Pflegerat skeptisch gegenüber Plänen zur Pflegeversicherung

Herr Westerfellhaus, die Pflegekassen verfügen derzeit über eine stattliche Reserve von weit über vier Milliarden Euro. Sehen Sie trotzdem Handlungsbedarf bei der Finanzierung?Westerfellhaus: Trotz der vergleichsweise guten Finanzlage sollten wir uns nicht in falscher Sicherheit wiegen

Herr Westerfellhaus, die Pflegekassen verfügen derzeit über eine stattliche Reserve von weit über vier Milliarden Euro. Sehen Sie trotzdem Handlungsbedarf bei der Finanzierung?

Westerfellhaus: Trotz der vergleichsweise guten Finanzlage sollten wir uns nicht in falscher Sicherheit wiegen. Wenn man sich die demografische Entwicklung anschaut und dabei auch berücksichtigt, dass sich die Zahl der Demenzkranken von derzeit 1,1 Millionen bis 2050 verdoppeln dürfte, dann ist klar, dass der Pflegeaufwand schon in den nächsten Jahren ganz erheblich zunehmen wird. Im Übrigen ist der Pflegebedarf jetzt schon größer, als er von der Pflegeversicherung abgedeckt ist.

Schwarz-Gelb will den steigenden Aufwand durch ein privates Kapitaldeckungsverfahren finanzieren. Eine gute Idee?

Westerfellhaus: Die Akzeptanz in der Bevölkerung wird sich angesichts der aktuellen Finanzmarktkrise stark in Grenzen halten. Da wurden ja Milliarden in vermeintlich sicheren Geldanlagen vernichtet. Deshalb werden sich die Bürger fragen, welche Sicherheit sie eigentlich haben, um ihr Geld nicht zu verlieren. Darüber hinaus muss sichergestellt werden, dass das Kapital nicht für andere Versicherungsbereiche zweckentfremdet wird. Vor einer vollständigen Umstellung der Pflegeversicherung auf eine Kapitaldeckung kann man jedenfalls nur warnen.

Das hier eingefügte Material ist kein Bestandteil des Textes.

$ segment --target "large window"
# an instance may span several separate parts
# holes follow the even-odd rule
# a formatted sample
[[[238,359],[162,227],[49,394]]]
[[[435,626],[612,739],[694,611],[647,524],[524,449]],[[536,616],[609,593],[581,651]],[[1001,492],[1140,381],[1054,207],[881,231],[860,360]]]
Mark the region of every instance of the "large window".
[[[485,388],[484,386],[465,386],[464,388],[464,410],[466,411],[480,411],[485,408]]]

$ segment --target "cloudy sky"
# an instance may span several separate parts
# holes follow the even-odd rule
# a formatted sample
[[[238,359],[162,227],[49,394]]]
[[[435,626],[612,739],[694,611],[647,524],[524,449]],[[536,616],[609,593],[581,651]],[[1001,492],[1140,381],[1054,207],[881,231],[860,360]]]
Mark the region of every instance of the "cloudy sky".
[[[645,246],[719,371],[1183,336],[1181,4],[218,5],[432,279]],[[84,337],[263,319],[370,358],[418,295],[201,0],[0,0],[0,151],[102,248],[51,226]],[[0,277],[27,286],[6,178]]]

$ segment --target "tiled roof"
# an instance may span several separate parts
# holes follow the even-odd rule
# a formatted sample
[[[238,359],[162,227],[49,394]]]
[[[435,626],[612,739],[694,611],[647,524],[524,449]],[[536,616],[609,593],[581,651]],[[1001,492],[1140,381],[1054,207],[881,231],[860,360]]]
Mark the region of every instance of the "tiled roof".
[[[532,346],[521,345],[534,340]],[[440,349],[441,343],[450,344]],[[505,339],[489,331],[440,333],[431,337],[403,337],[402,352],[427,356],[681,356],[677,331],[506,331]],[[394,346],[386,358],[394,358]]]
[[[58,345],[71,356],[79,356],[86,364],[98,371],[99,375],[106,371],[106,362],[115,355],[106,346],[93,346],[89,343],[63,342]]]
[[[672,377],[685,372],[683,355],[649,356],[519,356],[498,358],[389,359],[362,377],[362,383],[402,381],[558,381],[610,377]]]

Haben Sie einen besseren Vorschlag?

Westerfellhaus: Eine durchgreifende Reform im Pflegebereich muss mit der Auflösung von Grenzen zwischen Krankenversicherung, Pflegeversicherung, Sozialhilfe und Rehabilitation beginnen. Dieses Problem ist weder durch das herkömmliche Umlageverfahren noch durch eine Kapitaldeckung zu lösen. Nehmen Sie nur den Übergang von der ambulanten zur stationären Pflege. Wenn das einen Pflegebedürftigen betrifft, dann werden für ihn andere Aufsichtsgremien und Finanzierungsapparate zuständig. Wer für was verantwortlich ist, ist aber oftmals strittig. Dadurch wird viel Geld verschwendet.

Aber längerfristig müssen sich die Bürger auf mehr Belastungen bei der Pflegeversicherung einstellen, oder?

Westerfellhaus: Ja, das ist unbestritten. Die Pflegeleistungen selbst werden teurer. Und obendrein steigt auch noch deren Umfang. Insofern ist es zu begrüßen, wenn sich die künftige Bundesregierung mit dieser Herauforderung befasst. Ihr Lösungsansatz greift aber zu kurz. Im Kern brauchen wir eine Grundsatzdebatte in der Gesellschaft, was uns die Versorgung alter, behinderter und kranker Menschen wert ist.